The National Executive Committee’s sinister intervention or welcome mediation (depending on who you spoke to) in Haringey loomed large. The mention of Leader Claire Kober was met with a cheer and standing ovation at Friday night’s dinner. Was this going to boil over the next morning? Not so much. Things simmered gently in the background, but no one stormed out during Jeremy Corbyn’s speech as had been rumoured, nor were there any dissenting interruptions. In fact, the Leader entered to a standing ovation himself; perhaps the disgruntled had stayed away. In a carefully calibrated response, the Labour leader stressed the local nature of the opposition to the Haringey Development Vehicle, the NEC’s role as a benign mediator and the difficulty faced by Labour councils in the context of national austerity. He stopped short, though, of praising Claire Kober herself. This was left to Andrew Gwynne, Shadow Secretary of State for Housing, Communities and Local Government, who later underlined Labour’s commitment to the sovereignty of councils.

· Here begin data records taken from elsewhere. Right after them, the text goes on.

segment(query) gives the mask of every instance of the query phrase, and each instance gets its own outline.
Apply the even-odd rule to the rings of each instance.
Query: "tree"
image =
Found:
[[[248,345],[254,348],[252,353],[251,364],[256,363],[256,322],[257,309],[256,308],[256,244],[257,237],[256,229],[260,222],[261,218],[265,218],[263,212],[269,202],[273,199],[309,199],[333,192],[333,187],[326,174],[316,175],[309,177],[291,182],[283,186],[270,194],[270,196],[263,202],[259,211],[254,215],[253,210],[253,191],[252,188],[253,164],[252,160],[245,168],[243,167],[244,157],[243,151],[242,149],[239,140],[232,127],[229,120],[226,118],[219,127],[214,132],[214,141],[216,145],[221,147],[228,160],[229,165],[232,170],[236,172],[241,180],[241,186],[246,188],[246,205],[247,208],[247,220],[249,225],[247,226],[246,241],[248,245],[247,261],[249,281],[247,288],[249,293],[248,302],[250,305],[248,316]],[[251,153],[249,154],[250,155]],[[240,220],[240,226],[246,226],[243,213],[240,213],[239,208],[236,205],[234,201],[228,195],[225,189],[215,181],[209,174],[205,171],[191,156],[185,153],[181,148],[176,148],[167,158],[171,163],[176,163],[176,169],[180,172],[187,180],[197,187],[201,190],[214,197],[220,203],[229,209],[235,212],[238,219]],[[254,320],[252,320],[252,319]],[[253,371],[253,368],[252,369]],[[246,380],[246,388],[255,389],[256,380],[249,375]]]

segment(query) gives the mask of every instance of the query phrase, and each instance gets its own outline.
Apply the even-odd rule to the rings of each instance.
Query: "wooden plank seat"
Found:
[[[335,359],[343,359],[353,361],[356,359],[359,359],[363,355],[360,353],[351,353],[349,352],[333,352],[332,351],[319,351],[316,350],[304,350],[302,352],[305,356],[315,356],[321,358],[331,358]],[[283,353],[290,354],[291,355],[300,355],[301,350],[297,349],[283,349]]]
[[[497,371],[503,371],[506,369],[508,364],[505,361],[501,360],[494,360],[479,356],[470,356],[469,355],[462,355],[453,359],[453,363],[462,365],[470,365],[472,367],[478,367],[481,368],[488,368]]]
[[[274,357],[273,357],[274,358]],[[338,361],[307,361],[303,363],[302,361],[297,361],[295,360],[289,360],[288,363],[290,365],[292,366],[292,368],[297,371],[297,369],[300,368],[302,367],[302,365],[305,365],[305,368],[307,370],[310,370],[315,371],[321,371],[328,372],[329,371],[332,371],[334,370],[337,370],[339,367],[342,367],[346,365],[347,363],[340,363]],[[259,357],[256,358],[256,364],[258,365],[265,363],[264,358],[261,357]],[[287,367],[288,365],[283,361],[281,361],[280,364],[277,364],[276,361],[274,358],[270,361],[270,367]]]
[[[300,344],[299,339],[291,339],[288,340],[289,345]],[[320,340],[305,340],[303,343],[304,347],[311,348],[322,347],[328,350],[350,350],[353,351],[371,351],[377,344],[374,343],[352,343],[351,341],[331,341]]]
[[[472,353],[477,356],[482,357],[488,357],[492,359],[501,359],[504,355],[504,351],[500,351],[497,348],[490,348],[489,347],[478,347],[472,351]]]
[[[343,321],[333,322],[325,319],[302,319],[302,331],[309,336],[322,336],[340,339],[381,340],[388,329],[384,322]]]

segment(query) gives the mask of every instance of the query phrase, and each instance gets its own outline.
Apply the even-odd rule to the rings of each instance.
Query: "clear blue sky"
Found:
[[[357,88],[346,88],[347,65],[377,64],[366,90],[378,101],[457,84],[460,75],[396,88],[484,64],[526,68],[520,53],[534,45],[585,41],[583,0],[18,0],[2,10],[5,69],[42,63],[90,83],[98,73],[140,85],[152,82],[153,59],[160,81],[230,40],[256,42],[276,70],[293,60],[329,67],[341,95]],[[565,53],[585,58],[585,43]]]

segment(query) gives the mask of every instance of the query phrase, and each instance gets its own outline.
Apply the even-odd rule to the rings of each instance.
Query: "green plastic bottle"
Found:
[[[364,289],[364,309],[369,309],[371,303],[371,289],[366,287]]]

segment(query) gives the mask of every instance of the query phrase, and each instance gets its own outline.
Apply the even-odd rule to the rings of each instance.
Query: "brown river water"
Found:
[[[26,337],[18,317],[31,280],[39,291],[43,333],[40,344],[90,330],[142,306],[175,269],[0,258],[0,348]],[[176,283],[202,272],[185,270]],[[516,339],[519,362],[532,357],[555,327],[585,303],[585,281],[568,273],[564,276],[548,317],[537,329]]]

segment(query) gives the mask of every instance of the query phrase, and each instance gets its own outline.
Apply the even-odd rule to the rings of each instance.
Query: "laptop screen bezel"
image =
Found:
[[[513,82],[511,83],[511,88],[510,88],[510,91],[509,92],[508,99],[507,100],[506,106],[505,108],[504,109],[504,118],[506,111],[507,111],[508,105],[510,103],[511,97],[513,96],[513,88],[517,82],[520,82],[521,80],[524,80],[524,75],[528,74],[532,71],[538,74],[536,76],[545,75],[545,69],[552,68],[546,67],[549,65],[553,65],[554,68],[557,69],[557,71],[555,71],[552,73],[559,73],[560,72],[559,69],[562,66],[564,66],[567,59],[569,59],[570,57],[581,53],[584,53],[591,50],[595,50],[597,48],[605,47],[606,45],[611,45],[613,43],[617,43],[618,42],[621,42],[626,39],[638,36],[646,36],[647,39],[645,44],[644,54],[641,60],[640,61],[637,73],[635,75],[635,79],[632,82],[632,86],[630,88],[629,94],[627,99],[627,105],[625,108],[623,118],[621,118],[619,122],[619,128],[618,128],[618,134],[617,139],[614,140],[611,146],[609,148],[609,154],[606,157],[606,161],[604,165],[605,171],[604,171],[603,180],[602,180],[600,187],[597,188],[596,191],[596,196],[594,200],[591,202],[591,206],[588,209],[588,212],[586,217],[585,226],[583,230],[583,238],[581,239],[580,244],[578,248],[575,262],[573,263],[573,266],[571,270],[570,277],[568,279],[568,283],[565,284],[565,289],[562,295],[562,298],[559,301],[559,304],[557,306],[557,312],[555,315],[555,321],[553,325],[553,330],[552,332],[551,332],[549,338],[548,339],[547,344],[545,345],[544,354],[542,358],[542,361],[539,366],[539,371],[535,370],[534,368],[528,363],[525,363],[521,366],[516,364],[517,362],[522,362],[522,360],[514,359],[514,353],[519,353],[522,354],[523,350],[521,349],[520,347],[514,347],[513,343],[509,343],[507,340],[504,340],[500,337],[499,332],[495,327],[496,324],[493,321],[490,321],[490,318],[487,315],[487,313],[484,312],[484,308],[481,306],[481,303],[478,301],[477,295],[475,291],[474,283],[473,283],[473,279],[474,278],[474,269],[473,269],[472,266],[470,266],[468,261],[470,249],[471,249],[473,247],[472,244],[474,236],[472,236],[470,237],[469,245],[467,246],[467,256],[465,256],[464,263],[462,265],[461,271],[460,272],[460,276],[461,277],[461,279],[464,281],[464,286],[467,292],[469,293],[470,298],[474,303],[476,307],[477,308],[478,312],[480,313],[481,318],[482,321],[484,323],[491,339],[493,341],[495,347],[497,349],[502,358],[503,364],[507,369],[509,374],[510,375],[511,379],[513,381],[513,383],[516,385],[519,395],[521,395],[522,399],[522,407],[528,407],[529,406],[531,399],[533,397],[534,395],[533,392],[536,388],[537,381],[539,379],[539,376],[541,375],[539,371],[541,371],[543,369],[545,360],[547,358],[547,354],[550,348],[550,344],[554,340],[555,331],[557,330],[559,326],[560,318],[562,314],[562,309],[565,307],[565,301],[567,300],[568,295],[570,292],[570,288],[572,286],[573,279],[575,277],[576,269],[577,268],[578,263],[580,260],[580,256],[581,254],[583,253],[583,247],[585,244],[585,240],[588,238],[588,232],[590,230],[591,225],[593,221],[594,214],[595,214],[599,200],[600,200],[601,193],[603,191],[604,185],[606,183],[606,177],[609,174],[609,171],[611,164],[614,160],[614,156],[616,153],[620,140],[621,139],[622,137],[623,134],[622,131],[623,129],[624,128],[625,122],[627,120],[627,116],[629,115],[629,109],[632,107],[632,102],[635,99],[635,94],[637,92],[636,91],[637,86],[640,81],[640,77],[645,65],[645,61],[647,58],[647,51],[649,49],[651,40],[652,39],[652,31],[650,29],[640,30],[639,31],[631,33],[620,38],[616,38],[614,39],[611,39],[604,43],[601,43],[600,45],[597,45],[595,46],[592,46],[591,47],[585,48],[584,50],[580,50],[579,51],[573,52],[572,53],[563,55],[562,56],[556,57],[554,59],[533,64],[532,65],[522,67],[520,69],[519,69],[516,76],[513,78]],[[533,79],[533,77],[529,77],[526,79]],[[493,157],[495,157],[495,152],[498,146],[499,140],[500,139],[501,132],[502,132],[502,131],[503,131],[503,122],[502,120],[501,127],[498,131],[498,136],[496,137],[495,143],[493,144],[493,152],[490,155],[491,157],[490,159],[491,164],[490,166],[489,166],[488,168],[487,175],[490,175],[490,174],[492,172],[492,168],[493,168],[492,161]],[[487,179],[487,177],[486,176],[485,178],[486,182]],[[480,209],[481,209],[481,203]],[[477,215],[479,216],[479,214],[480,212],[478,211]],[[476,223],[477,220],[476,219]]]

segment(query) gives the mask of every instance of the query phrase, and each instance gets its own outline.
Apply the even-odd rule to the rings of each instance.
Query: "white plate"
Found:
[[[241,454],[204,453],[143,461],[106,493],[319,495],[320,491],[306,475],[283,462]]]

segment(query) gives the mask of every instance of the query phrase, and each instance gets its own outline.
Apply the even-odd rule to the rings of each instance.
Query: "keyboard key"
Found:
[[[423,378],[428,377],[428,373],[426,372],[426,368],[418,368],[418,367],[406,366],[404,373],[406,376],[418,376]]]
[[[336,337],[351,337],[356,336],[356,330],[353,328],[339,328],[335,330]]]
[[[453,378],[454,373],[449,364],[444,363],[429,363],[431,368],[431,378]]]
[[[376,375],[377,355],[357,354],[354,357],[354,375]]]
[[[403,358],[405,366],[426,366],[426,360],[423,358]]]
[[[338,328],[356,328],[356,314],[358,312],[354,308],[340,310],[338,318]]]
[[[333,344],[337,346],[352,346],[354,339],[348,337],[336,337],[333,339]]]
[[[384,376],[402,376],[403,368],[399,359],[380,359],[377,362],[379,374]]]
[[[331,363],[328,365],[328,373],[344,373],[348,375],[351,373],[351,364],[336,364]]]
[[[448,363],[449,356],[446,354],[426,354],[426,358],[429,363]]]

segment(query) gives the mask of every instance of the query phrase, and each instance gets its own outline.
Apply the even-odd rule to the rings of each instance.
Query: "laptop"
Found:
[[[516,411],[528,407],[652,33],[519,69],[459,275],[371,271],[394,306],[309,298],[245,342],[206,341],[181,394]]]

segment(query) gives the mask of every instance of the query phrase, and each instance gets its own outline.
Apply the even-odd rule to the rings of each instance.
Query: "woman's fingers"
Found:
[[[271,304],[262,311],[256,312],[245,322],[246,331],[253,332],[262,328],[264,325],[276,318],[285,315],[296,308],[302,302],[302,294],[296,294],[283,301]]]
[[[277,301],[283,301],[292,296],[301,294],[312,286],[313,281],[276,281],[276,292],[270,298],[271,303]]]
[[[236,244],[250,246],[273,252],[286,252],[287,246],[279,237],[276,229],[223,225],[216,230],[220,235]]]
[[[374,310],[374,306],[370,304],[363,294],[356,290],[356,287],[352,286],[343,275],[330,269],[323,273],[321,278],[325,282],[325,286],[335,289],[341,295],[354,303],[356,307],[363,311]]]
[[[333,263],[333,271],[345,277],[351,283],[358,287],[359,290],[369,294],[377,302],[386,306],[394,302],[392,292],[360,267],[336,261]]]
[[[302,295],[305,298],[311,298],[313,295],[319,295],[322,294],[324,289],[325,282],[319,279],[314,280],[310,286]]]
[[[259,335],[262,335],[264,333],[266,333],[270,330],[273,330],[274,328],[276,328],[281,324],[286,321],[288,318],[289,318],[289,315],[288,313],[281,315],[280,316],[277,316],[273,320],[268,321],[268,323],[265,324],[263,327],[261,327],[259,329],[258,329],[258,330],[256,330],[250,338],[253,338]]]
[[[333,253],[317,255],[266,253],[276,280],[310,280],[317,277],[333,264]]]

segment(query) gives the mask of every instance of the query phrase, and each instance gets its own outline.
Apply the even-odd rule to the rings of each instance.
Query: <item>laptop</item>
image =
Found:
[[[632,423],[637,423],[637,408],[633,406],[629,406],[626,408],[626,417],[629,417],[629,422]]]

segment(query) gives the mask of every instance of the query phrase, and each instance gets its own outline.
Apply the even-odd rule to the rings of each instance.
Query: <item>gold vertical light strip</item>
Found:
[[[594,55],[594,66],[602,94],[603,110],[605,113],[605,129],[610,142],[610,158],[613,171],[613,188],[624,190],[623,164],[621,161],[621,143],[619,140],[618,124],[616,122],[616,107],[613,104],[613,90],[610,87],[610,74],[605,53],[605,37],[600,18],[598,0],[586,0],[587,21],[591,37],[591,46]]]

After a spot of navel-gazing on the internal party democracy review, discussions in the main conference hall turned to housing, with Shadow Minister for Housing, Tony Lloyd MP, in support. Money, as ever, was the major concern. Repeated calls were made for central government to remove the limit on the amount local authorities can borrow to build homes. Many local councils of course – Labour included – have now set up their own housing companies to drive investment. The division in Nottingham looked to be between those who see that as an opportunity, and those who see it as another ugly consequence of austerity. One thing that united all, however, was the absolute necessity for local government – not Whitehall – to drive the construction of homes.
Breakout sessions ranged from the benefits of the single market for local communities, to clean air, to delivering inclusive growth, to health. A session organised by Momentum was to explore what local government might do with a Corbyn government. We heard instead about what was being done now by the likes of Paul Dennett, Mayor of Salford, on financial inclusion and housebuilding.
We also heard the case for bringing certain local authority services back ‘in-house’, organised by the Association of Public Service Excellence (APSE). A survey by Survation for APSE showed that 73% of respondent councils (of all political stripes) had considered insourcing some services, particularly building maintenance. The case for better, more sensitive private sector engagement with local authorities has perhaps never been more urgent.